According to the program itinerary, while in Havana, students will get acquainted with its many neighborhoods, tour the University of Havana, meet with Cuban intellectuals and have visits to Casa de las Américas (House of the Americas), Palacio de los Capitanes Generales (City Museum), Museo del Arte Contemporáneo Cubano (Museum of Contemporary Cuban Art), Port of Mariel Special Economic Zone, Museum of the Revolution, and Finca Vigía, Ernest Hemingway’s home and museum in Cuba.
Students will also get the opportunity to visit La Timba neighborhood and meet with writers, professors, trainers, and students involved in the Nicolás Guillén Foundation’s community project.
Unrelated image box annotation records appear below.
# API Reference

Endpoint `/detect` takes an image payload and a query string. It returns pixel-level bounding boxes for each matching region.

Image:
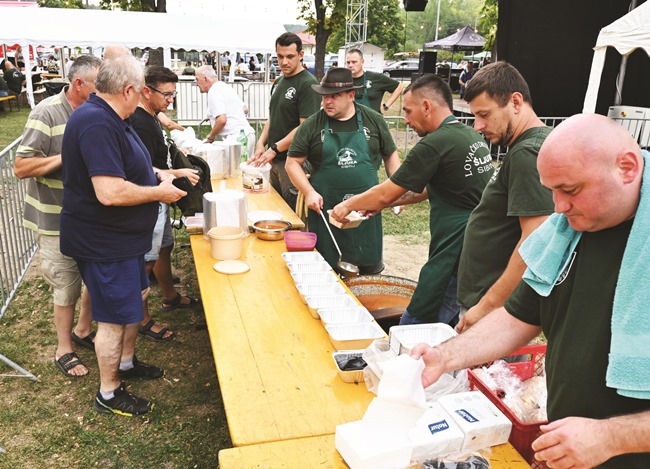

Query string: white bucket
[239,163,271,192]
[208,226,244,261]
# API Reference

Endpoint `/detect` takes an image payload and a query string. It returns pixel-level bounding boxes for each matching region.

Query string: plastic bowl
[284,231,317,252]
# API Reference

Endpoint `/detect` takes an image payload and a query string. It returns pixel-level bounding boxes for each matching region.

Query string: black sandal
[163,292,201,311]
[138,319,176,342]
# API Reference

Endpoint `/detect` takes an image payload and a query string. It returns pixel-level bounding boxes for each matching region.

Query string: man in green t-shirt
[450,62,553,331]
[248,33,320,210]
[287,68,400,274]
[345,49,402,114]
[333,75,494,326]
[411,114,650,469]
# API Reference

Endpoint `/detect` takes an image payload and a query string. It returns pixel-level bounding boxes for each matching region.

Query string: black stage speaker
[404,0,428,11]
[418,50,438,73]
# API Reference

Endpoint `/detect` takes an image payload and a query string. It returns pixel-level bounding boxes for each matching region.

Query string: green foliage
[37,0,86,10]
[327,0,404,54]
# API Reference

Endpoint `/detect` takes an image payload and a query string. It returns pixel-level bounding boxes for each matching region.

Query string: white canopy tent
[582,1,650,113]
[0,7,285,106]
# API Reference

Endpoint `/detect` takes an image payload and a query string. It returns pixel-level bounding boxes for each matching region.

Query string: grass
[0,100,428,469]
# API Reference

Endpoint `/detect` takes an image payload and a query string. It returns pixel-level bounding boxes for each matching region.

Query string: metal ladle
[320,210,359,277]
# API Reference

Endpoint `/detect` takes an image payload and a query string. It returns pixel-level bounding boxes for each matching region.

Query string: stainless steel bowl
[253,220,291,241]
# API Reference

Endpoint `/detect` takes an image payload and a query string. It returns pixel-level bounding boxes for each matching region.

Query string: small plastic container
[291,270,339,285]
[305,294,354,318]
[325,322,386,350]
[208,226,244,261]
[296,282,345,304]
[284,231,317,252]
[389,323,458,355]
[332,350,363,384]
[318,306,375,326]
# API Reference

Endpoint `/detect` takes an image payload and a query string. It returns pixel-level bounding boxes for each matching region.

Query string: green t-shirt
[352,72,399,112]
[458,127,554,308]
[288,106,397,173]
[268,70,321,161]
[391,117,494,322]
[505,220,650,469]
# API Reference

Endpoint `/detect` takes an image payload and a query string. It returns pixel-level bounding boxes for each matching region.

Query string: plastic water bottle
[237,129,248,163]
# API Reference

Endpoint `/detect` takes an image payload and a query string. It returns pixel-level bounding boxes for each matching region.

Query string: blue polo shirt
[61,94,158,262]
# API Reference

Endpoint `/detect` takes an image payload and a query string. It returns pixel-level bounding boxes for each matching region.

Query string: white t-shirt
[208,81,253,138]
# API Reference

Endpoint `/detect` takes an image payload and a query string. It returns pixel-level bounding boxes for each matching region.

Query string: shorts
[144,202,174,262]
[77,256,149,325]
[36,234,81,306]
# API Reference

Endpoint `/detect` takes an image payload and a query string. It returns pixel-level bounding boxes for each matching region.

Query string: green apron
[308,109,383,271]
[354,72,372,109]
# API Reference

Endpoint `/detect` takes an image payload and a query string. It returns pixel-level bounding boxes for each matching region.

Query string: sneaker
[93,383,155,417]
[120,355,165,379]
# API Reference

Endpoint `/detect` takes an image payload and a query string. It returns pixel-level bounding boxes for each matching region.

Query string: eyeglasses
[147,85,178,99]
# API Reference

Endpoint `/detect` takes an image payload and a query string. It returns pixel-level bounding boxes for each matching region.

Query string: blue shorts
[77,257,149,324]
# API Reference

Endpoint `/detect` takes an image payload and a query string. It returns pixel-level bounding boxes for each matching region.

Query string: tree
[328,0,404,54]
[298,0,347,79]
[99,0,167,65]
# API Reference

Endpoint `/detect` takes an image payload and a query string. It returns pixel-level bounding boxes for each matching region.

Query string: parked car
[384,59,420,78]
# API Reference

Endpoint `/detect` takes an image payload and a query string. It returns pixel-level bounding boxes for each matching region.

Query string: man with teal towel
[411,114,650,469]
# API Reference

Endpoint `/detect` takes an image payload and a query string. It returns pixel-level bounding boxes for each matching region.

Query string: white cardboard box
[437,391,512,451]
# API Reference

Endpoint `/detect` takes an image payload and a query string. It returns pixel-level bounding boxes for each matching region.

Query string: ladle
[320,210,359,277]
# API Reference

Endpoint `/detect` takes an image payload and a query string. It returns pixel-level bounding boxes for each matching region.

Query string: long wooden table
[210,177,305,230]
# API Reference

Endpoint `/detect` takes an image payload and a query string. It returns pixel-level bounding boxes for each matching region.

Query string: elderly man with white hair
[61,55,186,416]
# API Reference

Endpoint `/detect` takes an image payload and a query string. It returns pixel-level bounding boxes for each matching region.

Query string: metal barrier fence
[0,137,36,319]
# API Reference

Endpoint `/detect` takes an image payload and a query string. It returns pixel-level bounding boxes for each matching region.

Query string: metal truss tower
[345,0,368,49]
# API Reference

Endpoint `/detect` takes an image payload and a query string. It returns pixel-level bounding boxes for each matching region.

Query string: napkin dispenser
[203,189,248,236]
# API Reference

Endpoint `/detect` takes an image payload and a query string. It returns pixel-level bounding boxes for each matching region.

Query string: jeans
[399,275,460,327]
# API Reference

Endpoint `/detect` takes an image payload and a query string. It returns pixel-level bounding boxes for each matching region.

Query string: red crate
[468,344,547,469]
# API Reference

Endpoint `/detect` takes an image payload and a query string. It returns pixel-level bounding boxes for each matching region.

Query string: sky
[167,0,304,23]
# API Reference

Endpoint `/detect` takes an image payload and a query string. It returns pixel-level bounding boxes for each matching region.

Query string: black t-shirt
[505,220,650,469]
[130,107,169,169]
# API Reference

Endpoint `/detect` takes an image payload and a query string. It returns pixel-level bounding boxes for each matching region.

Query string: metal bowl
[253,220,291,241]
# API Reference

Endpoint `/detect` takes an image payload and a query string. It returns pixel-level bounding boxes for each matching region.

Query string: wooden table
[219,435,530,469]
[211,177,305,229]
[190,234,374,446]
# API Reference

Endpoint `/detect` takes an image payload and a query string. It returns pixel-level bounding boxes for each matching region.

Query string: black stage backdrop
[497,0,650,117]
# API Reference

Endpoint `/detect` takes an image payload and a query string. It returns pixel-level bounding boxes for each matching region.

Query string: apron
[308,106,383,267]
[354,72,372,109]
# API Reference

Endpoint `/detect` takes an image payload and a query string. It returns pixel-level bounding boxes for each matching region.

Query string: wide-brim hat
[311,67,354,94]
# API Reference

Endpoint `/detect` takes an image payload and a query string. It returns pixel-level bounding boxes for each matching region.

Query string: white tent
[582,1,650,113]
[0,7,285,105]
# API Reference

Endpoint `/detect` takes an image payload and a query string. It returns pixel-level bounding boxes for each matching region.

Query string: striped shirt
[16,86,72,236]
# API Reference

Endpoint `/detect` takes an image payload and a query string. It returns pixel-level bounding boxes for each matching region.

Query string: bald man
[411,114,650,469]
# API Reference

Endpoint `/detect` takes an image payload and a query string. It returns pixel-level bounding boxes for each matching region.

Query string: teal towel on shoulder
[519,213,582,297]
[607,151,650,399]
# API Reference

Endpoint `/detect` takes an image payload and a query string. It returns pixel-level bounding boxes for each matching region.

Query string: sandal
[138,319,176,342]
[163,292,201,311]
[54,352,88,378]
[72,331,97,350]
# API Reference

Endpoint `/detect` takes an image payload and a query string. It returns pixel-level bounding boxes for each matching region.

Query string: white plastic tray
[389,323,458,355]
[325,322,386,350]
[305,293,358,318]
[318,306,374,326]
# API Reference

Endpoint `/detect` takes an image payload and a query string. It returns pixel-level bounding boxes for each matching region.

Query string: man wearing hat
[286,68,400,274]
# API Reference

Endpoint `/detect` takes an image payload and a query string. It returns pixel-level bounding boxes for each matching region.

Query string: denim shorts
[77,256,149,325]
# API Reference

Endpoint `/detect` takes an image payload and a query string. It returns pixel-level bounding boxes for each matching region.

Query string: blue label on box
[456,409,478,423]
[428,420,449,435]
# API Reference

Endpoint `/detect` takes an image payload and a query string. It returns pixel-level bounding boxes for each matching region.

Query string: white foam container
[305,293,354,318]
[291,270,338,285]
[388,323,458,355]
[325,322,386,350]
[281,251,325,264]
[296,282,345,304]
[318,306,375,326]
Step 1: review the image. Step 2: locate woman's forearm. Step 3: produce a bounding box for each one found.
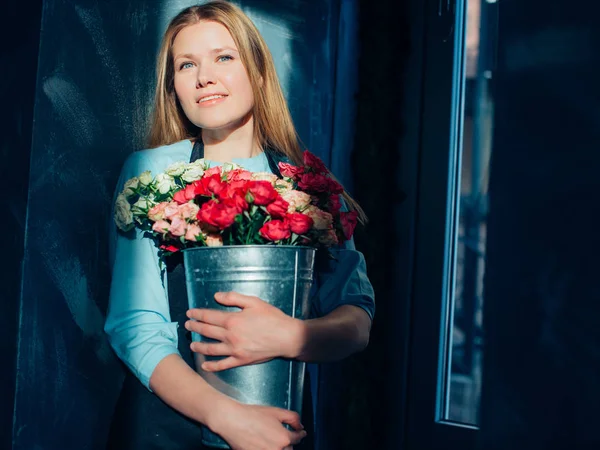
[150,354,232,429]
[292,305,371,362]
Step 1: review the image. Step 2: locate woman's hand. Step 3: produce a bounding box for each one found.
[185,292,303,372]
[207,401,306,450]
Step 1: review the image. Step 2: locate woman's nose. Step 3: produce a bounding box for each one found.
[196,66,216,87]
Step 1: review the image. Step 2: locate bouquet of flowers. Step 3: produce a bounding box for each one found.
[114,151,357,255]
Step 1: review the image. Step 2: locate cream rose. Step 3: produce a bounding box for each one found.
[123,177,140,197]
[304,205,333,230]
[281,190,310,213]
[319,228,338,247]
[140,170,152,186]
[156,173,175,194]
[273,179,294,194]
[179,202,200,219]
[114,194,133,231]
[181,164,204,183]
[252,172,279,186]
[148,202,169,222]
[152,220,171,235]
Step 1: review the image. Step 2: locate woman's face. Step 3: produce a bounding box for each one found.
[172,21,254,130]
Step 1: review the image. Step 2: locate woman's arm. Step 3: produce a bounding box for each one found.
[150,355,306,450]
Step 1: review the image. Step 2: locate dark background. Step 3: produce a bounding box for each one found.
[0,0,600,450]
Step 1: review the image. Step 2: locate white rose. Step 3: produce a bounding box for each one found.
[252,172,279,186]
[181,164,204,183]
[140,170,152,186]
[123,177,140,197]
[165,161,185,177]
[273,179,294,194]
[114,194,133,231]
[131,197,152,213]
[156,173,175,194]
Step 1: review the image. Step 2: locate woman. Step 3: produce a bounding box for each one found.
[105,1,374,450]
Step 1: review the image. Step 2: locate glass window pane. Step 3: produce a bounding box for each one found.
[443,0,493,425]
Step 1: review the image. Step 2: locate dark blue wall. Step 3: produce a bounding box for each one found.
[9,0,366,450]
[480,0,600,450]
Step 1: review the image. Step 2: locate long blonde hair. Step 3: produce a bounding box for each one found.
[148,0,367,224]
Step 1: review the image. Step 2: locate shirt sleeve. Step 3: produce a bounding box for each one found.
[312,200,375,320]
[104,152,179,391]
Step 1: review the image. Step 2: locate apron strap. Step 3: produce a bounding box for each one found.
[190,137,283,178]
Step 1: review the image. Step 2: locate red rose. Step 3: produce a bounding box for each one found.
[340,211,358,240]
[267,196,290,219]
[329,194,342,216]
[258,220,292,241]
[302,150,329,174]
[279,162,304,180]
[286,213,314,234]
[328,178,344,194]
[198,198,241,230]
[173,184,196,205]
[248,181,279,206]
[298,172,332,192]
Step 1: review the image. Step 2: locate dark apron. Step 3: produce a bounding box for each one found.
[106,139,314,450]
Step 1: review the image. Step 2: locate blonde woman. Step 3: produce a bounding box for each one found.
[105,1,375,450]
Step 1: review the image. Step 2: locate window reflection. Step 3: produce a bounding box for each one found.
[444,0,493,425]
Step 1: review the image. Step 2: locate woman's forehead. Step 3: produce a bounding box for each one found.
[173,21,238,58]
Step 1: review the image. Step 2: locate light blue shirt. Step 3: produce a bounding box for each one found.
[104,140,375,389]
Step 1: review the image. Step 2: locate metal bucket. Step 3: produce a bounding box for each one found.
[183,245,315,449]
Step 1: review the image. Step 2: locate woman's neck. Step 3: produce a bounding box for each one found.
[198,113,262,162]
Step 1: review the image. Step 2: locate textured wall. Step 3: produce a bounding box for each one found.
[480,0,600,450]
[13,0,356,450]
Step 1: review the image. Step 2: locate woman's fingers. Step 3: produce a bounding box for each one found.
[190,342,231,356]
[277,408,304,431]
[186,308,231,327]
[286,430,306,448]
[185,320,227,342]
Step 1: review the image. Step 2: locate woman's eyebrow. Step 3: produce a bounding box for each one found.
[173,47,239,60]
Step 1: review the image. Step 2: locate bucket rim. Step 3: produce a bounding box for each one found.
[181,244,317,252]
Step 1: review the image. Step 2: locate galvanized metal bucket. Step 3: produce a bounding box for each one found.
[183,245,315,449]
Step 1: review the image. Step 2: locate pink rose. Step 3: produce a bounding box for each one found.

Students will also have the opportunity to keep in touch with their Vincentian roots and visit a general hospital or clinic.
Day trips outside of the home base of Havana will include the cities of Matanzas, Varadero, Trinidad, Cienfuegos, Pinar del Río Province and Viñales Valley where students will visit a tobacco cooperative and meet with tobacco growers and workers.
Camacho explained that students must also complete a research project in an area that interests them.
“There will be other optional tours together with the classes as well as workshops and each student will have a research project assigned on an aspect of Cuban culture – it could be from anywhere from literature to the arts or economics,” Camacho said.
She hopes the students will remember this unique program for years to come and especially have a wider understanding and appreciation for Cuban culture.
“I hope the students gain a knowledge of Cuban culture, history and most importantly the Cuban people; a knowledge of how friendly and open the Cuban people are. At the university students and adults are interested in establishing long lasting friendships with U.S. citizens,” Camacho said.
“And a thirst for continuing that first time experience in terms of if they’re still doing research in Cuba the different disciplines students might be interested in. And to go back, explore the rest of the island and go more into depth of culture and life which is so very rich,” she added.
As of Tues. Oct. 4, the Office of Global Studies has received 58 applications, while 21 students have been accepted so far and nine have confirmed their participation in the program.
They are still in the process of accepting students and will accept applications until the Oct. 14 deadline. Camacho mentioned that she continues to receive calls about the trip from students that do not even attend St. John’s.
Three more months remain before Dr. Camacho will set off for Cuba with a select number of students. Those with any questions should visit the Office of Global Studies in Sun Yat Sen Hall.
Camacho ends, “That thirst for knowledge and that passion for Caribbean culture is what I hope the students will gain.”